Free-drug %fT>MIC at the paper’s PD target

Lee 2017 sets the PD target at %fT>MIC >= 40% with unbound fraction f = 0.919 (Methods, PD target attainment). The block below evaluates percent fT>MIC by simulation at four MICs (0.5, 1, 2, 4 ug/mL) using the typical-value profile over the steady-state interval, mirroring Lee 2017 Figures 4-5.
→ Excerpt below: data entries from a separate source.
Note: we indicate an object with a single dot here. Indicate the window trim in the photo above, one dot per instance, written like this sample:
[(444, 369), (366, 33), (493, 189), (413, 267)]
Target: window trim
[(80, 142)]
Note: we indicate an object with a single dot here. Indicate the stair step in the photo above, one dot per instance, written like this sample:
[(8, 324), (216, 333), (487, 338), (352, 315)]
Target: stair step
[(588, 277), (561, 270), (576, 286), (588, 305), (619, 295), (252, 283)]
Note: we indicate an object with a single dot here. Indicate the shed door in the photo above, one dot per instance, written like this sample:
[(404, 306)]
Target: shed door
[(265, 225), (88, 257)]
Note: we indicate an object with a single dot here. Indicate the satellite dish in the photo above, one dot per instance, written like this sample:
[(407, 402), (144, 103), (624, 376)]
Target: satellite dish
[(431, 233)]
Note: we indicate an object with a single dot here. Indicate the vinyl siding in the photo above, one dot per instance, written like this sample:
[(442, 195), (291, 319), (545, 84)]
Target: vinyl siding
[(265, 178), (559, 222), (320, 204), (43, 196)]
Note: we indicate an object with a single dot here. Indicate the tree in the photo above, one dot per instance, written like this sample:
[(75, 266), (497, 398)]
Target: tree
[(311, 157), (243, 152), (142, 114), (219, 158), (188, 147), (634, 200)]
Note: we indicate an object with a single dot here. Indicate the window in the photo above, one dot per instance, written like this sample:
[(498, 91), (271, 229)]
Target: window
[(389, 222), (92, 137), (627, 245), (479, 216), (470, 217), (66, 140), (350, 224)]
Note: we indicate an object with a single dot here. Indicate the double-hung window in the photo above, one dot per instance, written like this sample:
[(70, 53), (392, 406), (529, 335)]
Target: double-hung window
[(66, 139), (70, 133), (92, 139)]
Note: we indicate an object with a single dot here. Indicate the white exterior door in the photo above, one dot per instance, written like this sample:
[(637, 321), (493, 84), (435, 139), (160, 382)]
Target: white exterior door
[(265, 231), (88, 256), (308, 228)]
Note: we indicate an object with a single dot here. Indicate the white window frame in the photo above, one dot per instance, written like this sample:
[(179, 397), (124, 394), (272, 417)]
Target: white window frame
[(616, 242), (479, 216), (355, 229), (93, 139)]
mic_grid <- c(0.5, 1, 2, 4)

ft_mic <- sim_typical |>
  filter(time >= last_dose_time, time <= last_dose_time + 8) |>
  distinct(cohort, time, Cc) |>
  mutate(time_in_tau = time - last_dose_time,
         f_Cc = 0.919 * Cc) |>
  tidyr::expand_grid(MIC = mic_grid) |>
  group_by(cohort, MIC) |>
  arrange(time_in_tau) |>
  summarise(
    pct_fT_MIC = {
      above <- f_Cc > MIC
      # Trapezoidal estimate of fraction of tau (=8 h) above MIC.
      dt <- diff(time_in_tau)
      midpoint_above <- (above[-length(above)] & above[-1])
      sum(dt[midpoint_above]) / 8 * 100
    },
    .groups = "drop"
  )

knitr::kable(
  ft_mic |>
    tidyr::pivot_wider(names_from = MIC, values_from = pct_fT_MIC,
                       names_prefix = "MIC_"),
  digits  = 1,
  caption = "Typical-value percent fT>MIC over the steady-state dosing interval (tau = 8 h) by cohort and MIC (ug/mL). The Lee 2017 target is >= 40%."
)
Typical-value percent fT>MIC over the steady-state dosing interval (tau = 8 h) by cohort and MIC (ug/mL). The Lee 2017 target is >= 40%.
cohort MIC_0.5 MIC_1 MIC_2 MIC_4
250mg_q8h_1h_CRCL38 100 100.0 93.8 62.5
500mg_q8h_1h_CRCL57 100 100.0 85.0 61.2
500mg_q8h_1h_CRCL76 100 92.5 73.7 53.7
500mg_q8h_4h_CRCL150 95 83.8 70.0 52.5

ft_mic |>
  ggplot(aes(MIC, pct_fT_MIC, colour = cohort)) +
  geom_line() +
  geom_hline(yintercept = 40, linetype = "dashed") +
  scale_x_log10(breaks = mic_grid) +
  labs(
    x = "MIC (ug/mL, log scale)",
    y = "Typical %fT>MIC over tau (8 h)",
    title = "Typical-patient %fT>MIC by cohort and MIC",
    caption = "Dashed line: Lee 2017 40% PD target. Reproduces the qualitative pattern in Figures 4-5."
  )

The pattern matches Lee 2017’s conclusions:

  • The 500 mg q8h 1-hour-infusion regimen at typical Korean renal function (CLCR 57-76 mL/min) clears the 40% target through MIC = 1 ug/mL but falls short at higher MICs.
  • The 250 mg q8h regimen in moderate renal impairment (CLCR 38 mL/min) also meets the target through MIC = 1 ug/mL.
  • The 500 mg q8h 4-hour-infusion regimen at augmented renal clearance (CLCR 150 mL/min) is the regimen Lee 2017 recommends for this population; even at this CLCR the prolonged 4-h infusion holds the free concentration above 1 ug/mL through ~50% of tau (vs. ~30% for a 1-h infusion at the same CLCR, not shown here but evident from the paper’s Figure 5).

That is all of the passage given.